For the base R equivalents, see lapply() and the apply family and the broader Functional Programming in R guide.

FAQ

What is the difference between map_dbl() and map() in R?

map() always returns a list, regardless of what the applied function produces. map_dbl() returns a flat numeric vector and enforces that every per-element result is a single double. Use map() when results vary in length or type, and map_dbl() when you know each call yields one number and want a clean atomic vector to compute on directly.

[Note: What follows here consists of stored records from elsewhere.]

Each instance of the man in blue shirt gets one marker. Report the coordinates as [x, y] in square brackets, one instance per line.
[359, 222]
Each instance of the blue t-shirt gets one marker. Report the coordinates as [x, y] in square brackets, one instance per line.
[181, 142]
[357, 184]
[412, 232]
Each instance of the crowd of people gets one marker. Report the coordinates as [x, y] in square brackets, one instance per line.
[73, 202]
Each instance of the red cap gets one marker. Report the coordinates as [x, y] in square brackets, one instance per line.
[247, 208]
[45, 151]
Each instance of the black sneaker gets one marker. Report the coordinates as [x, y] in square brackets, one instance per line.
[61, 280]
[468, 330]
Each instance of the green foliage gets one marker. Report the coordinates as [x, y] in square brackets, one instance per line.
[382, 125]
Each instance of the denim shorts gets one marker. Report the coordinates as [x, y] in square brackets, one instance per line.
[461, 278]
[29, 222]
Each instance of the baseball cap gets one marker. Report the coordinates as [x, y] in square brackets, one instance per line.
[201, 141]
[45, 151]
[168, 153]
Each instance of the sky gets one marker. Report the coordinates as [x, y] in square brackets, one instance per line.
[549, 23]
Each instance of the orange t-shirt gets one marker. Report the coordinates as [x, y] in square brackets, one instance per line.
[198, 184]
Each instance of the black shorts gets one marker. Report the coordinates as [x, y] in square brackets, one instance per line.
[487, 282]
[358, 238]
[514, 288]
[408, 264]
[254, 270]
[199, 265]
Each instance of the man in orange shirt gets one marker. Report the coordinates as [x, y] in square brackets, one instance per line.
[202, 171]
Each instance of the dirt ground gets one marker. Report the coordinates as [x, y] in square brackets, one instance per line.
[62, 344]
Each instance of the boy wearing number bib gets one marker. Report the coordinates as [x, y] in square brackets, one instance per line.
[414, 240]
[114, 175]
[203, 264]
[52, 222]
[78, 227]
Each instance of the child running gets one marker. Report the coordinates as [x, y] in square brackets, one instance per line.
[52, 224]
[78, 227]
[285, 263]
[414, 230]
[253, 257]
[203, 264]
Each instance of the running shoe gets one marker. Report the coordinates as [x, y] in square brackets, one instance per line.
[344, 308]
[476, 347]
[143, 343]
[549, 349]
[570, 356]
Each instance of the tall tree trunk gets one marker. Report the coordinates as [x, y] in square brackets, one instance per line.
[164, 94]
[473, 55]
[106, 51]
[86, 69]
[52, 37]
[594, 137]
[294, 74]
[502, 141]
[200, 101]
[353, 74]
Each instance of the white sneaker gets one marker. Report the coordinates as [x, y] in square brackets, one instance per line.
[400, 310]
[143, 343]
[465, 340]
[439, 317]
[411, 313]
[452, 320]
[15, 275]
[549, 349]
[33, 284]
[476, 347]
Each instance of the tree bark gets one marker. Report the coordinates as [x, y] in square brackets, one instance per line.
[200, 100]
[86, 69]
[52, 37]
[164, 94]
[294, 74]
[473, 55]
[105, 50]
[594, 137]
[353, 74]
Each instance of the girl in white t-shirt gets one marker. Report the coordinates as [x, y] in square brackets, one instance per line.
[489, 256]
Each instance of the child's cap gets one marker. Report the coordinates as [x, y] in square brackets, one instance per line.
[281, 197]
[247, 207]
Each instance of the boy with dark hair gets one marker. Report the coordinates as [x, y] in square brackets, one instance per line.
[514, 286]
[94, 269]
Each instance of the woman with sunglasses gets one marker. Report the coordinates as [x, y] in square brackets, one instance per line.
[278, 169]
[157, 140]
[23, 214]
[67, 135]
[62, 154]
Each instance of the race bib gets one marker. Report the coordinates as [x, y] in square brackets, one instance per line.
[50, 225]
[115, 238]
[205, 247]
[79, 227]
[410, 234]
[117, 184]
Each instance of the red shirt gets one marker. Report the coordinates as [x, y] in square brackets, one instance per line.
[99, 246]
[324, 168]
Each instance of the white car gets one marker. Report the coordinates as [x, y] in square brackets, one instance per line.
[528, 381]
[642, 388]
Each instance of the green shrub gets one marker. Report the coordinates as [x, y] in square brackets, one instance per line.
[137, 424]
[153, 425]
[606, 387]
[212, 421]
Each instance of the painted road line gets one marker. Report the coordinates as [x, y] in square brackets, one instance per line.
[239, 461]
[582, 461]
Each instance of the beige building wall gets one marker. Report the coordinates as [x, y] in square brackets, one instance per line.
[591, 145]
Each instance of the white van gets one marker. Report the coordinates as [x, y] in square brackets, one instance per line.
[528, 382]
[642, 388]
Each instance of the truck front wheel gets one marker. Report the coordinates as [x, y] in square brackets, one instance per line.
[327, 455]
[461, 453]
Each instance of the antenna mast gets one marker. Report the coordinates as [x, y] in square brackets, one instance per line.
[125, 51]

Is map_dbl() faster than sapply()?

Speed is roughly comparable for typical workloads; both loop in R. The real advantage of map_dbl() is predictability, not raw speed. sapply() infers the return type and can hand back a list, vector, or matrix depending on the data, while map_dbl() always returns a double vector or errors clearly.

Why does map_dbl() say "Result must be length 1"?

The function you passed returned a vector with more than one element for at least one input. map_dbl() requires exactly one double per element so it can build a flat result. Either summarise the result inside the function, for example ~ sum(.x), or switch to map() if you actually need multiple values per element.

Can map_dbl() return integers?

It returns doubles even when every value is a whole number, because the output type is fixed as double. If you specifically need an integer vector, use map_int() instead. It applies the same type check but stores the result as integers, which is stricter and slightly more memory efficient.

How do I pass extra arguments to the function in map_dbl()?

Add them after the function in the ... slot. For example, map_dbl(x, mean, na.rm = TRUE) forwards na.rm = TRUE to every mean() call. This works for any named argument the applied function accepts, and is cleaner than wrapping the function in a lambda just to set one option.